Gnorimoschema serratipalpella

Scientific classification
- Kingdom: Animalia
- Phylum: Arthropoda
- Clade: Pancrustacea
- Class: Insecta
- Order: Lepidoptera
- Family: Gelechiidae
- Genus: Gnorimoschema
- Species: G. serratipalpella
- Binomial name: Gnorimoschema serratipalpella (Chambers, 1877)
- Synonyms: Gelechia serratipalpella Chambers, 1877;

= Gnorimoschema serratipalpella =

- Authority: (Chambers, 1877)
- Synonyms: Gelechia serratipalpella Chambers, 1877

Species of moth

Gnorimoschema serratipalpella is a moth in the family Gelechiidae. It was described by Vactor Tousey Chambers in 1877. It is found in North America, where it has been recorded from Colorado and New Mexico.

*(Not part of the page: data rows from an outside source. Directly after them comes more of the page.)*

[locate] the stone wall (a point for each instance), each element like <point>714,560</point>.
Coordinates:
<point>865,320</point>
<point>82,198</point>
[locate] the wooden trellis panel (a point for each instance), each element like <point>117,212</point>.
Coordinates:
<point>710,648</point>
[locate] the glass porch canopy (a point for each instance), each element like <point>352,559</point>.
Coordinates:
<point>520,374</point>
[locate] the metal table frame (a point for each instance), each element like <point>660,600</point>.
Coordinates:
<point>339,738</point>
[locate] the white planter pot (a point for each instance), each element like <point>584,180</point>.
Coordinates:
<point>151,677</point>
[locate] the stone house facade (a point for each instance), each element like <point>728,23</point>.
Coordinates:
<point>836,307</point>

The forewings are pale orange yellow, the base and the dorsal margin to and around the apex gray and the cilia of the costal margin and the extreme costal margin to the base also gray. The base of the cilia is dusted with brown, and the orange yellow of the apical part of the wings is also sparsely dusted with brown. At the base of the wing, the gray portion is externally margined with brown, and the gray of the hind margin sends three small projections, or teeth, into the yellow. One of these projections is beneath the fold before the middle of the wing length, while the others are above the fold, one of them about the middle of the wing length, and the other a little farther back. Each of these projections is tipped with brown scales, and immediately behind the last one the usual costal and dorsal spots, the dorsal being the largest, are indicated by a paler gray than that of the surrounding portion of the wing. In the cilia, at the apex of the wing, is a small brown spot, and there are one or two others before it in the costal cilia. The hindwings are pale leaden gray.